PDA

View Full Version : Non-www 301s, and Abs urls


CMJC
05-16-2005, 09:26 PM
I'd appreciate a response from FQ Staff, but thought it'd be valuable to have the reply public.

In using jargon to ask, I don't want to appear more proficient than I am, so please bear in mind I'm no techie.

Rationale:

Now that Google has perfectly formed bullet-holes in both feet following the Allegra and Web Accelerator debacles, I want my sites to be a glitch-free as possible for Googlebot et al.

So I've decided to pay the slight load-time overhead of switching to all absolute urls (or effectively absolute urls such as (root)/folder/file.htm)

The other concern I have is avoiding duplicate crawls (and subsequent duplicate penalty) to www and non-www urls.

Question:

FQ servers collect both www and non-www calls to my account, so do I need to add in my root .htaccess a 301 for all non-www calls to go to the appropriate www url?

In effect, I'm asking how FQ currently re-routes such calls. Is it a 301 (seems very unlikely): so should I therefore use a site-wide root 301 to be certain?

Colin

PS. If you've not been watching the tremors at Mountain View, It's a great time to sell G-stock.

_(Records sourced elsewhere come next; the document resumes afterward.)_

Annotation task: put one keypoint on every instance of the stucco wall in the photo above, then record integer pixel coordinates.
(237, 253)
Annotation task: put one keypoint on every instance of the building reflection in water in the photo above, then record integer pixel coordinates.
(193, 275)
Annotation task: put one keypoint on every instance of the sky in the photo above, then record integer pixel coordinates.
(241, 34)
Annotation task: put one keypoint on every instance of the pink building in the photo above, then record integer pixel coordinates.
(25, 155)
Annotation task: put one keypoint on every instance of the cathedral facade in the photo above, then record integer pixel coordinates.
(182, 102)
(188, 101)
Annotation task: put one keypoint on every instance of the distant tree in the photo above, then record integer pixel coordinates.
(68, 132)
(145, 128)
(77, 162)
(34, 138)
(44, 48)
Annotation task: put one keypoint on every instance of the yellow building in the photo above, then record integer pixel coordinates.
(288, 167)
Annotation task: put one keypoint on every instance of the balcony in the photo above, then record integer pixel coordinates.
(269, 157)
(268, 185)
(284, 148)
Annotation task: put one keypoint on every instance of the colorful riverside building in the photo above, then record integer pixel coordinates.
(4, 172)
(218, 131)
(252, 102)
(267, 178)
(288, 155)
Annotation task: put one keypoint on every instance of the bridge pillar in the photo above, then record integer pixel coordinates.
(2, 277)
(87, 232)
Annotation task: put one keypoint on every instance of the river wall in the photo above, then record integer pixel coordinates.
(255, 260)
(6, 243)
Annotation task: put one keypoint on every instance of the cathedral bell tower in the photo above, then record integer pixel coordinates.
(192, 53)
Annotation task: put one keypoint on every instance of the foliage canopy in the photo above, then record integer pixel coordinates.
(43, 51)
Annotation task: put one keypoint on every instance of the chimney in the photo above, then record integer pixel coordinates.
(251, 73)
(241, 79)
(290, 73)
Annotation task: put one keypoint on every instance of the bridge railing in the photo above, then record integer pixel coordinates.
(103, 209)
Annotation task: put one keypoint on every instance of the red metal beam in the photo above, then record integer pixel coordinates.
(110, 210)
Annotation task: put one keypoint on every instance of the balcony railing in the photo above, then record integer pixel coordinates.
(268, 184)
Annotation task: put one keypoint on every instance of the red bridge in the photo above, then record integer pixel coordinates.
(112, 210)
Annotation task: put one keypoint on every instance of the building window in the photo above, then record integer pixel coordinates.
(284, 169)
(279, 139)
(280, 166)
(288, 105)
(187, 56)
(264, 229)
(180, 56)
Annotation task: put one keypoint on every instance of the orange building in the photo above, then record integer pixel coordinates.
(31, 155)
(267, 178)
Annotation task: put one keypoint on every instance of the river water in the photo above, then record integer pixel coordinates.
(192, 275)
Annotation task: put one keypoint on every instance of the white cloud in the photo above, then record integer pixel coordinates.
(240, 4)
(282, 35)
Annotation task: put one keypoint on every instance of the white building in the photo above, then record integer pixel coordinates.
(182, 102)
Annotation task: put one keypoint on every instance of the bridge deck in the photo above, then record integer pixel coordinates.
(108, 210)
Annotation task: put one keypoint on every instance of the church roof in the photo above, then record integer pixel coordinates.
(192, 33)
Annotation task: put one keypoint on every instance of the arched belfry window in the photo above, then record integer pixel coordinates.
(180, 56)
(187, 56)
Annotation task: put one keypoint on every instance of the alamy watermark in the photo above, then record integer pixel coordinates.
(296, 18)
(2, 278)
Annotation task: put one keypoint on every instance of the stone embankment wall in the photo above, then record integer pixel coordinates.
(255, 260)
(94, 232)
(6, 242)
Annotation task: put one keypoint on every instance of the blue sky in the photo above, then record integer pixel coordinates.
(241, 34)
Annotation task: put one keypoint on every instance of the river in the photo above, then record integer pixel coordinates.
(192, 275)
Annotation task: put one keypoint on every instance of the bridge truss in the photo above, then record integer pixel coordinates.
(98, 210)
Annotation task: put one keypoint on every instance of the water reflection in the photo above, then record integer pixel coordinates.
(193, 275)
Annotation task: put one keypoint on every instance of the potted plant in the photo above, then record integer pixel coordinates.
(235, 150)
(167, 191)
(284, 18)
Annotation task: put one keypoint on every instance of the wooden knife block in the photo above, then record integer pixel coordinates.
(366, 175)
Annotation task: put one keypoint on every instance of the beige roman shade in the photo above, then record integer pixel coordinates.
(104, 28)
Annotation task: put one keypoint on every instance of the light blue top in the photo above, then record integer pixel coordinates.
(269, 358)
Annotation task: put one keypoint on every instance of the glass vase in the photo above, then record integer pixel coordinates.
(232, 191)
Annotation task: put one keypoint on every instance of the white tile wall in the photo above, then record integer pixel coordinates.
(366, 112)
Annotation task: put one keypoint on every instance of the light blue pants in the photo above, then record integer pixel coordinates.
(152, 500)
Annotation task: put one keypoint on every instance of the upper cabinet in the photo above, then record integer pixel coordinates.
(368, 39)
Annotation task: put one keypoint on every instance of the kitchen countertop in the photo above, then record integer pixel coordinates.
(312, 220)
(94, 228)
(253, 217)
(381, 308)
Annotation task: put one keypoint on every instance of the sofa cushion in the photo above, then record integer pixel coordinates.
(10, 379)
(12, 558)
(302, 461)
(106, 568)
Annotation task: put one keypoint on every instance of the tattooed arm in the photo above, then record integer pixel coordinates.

PPS. Very unusual: My site has been inaccessible for the last 90 minutes, (calls time out. Only Ftp connects) I assume it's something to do with the Rocko memory upgrade, and my local proxy updates. I'll wait before filing a ticket.

sheila
05-16-2005, 10:42 PM
PPS. Very unusual: My site has been inaccessible for the last 90 minutes, (calls time out. Only Ftp connects) I assume it's something to do with the Rocko memory upgrade, and my local proxy updates. I'll wait before filing a ticket.
As we have responded to CMJC in email from the Service Desk...
The sites on ROCKO are all operating fine and there is no outage. The following KnowledgeBase FAQ contains tips on how to proceed when you have trouble accessing your site:
http://service.FutureQuest.net/?_a=knowledgebase&_j=questiondetails&_i=32

CMJC
05-16-2005, 11:16 PM
As we have responded to CMJC in email from the Service Desk...
The sites on ROCKO are all operating fine and there is no outage. The following KnowledgeBase FAQ contains tips on how to proceed when you have trouble accessing your site:
http://service.FutureQuest.net/?_a=knowledgebase&_j=questiondetails&_i=32

Yep, I confirm it's definitely due to my local IP, and not FQ's excellent network.

Thanks Sheila!

sheila
05-16-2005, 11:56 PM
Question:

FQ servers collect both www and non-www calls to my account, so do I need to add in my root .htaccess a 301 for all non-www calls to go to the appropriate www url?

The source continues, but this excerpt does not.